= Bent Corydon =

Danish writer

Bent Georg Corydon (born June 11, 1942) is an American author and journalist. Corydon is the author of the biography L. Ron Hubbard, Messiah or Madman? first published in 1987. Corydon also restored and runs the YMCA Building, a historic building in Riverside, California.

==Early life==
Corydon was born in Copenhagen, Denmark, to Ellen Rousing and Christian Thomsen Corydon. The family lived in Århus, Denmark, before moving to New Zealand.

Corydon attended the Ellerslie School and Penrose High School, now known as One Tree Hill College, where he studied English Literature, the French language, and Arts.

Corydon's early authorship began in New Zealand. He started work at the South Auckland Courier at 20 as a photojournalist. He worked there for three years. His work there included covering the formation of the city of Māngere.

==Scientology and the YMCA Building==
Corydon purchased the Riverside California YMCA building in 1974 to be used as a Church of Scientology franchise. The building became the single largest Mission of the Church. Following raids on the greater organization by the FBI in 1977, and reorganization to consolidate missions under Scientology Missions International in 1982, Corydon continued running the site as an independent Scientology group for several years before becoming disillusioned with the practice. Corydon fought a ten-year legal battle with the church over ownership of the building, which he won in 1992.

The YMCA Building has been extensively remodeled by Corydon, and is owned by the Life Arts Center, a California for profit corporation, with Corydon as president. The facilities include halls available for rent, artists' studios, a gym, and a museum.

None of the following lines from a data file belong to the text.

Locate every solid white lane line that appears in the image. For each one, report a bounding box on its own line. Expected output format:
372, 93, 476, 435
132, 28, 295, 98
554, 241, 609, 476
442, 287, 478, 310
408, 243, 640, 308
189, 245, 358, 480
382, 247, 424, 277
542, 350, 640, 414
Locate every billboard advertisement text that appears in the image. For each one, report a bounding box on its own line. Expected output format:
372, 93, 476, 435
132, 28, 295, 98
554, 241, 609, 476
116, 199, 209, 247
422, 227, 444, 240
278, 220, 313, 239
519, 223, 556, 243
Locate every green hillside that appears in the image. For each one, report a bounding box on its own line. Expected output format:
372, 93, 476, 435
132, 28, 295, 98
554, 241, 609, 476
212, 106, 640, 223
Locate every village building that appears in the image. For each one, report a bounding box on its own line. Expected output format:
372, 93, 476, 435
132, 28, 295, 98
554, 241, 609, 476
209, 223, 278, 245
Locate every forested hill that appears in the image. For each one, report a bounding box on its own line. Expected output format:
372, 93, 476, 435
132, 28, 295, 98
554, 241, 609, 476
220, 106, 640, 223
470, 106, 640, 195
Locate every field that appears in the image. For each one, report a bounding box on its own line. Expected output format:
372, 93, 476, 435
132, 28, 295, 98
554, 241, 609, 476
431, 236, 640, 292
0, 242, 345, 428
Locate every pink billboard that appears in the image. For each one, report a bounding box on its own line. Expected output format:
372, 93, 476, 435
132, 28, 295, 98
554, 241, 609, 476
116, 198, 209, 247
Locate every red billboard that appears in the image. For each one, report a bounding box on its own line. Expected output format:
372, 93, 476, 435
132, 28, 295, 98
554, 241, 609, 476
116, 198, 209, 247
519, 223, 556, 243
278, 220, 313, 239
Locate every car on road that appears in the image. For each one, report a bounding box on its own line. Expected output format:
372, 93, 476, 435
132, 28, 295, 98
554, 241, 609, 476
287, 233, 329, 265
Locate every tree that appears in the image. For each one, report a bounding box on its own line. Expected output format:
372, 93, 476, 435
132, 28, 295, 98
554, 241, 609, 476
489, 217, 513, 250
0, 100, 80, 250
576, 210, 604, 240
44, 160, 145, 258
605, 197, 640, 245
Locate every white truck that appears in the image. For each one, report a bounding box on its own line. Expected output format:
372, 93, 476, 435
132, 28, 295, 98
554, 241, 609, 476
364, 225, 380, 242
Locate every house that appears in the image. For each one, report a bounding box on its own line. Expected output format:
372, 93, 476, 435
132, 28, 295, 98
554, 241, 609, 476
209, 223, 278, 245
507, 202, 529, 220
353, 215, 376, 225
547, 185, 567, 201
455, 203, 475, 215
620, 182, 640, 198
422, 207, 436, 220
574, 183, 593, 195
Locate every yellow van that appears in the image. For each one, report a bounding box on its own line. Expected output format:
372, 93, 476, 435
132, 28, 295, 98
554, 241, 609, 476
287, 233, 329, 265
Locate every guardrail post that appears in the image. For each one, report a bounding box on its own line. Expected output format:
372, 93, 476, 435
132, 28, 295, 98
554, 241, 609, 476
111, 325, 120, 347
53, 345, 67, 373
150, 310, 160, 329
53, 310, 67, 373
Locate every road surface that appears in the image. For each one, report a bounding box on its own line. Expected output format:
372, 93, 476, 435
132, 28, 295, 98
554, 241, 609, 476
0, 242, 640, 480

Corydon's biography of L. Ron Hubbard in collaboration with Hubbard's son, Ronald DeWolf (L. Ron Hubbard, Jr.), was first published in 1987. The book contradicted many claims made by the Church of Scientology, and the book's publisher, Lyle Stuart, was sued for copyright violation to prevent its release. During this time Corydon was interviewed on several news programs to promote the book, including CBS and CNN. DeWolf also sued the publisher to prevent the publication of the book, claiming the book misrepresented his statements and the publisher had failed to pay him under its agreement. A revised edition was printed in 1992 and 1995 by Stuart's company Barricade Books without crediting DeWolf's authorship.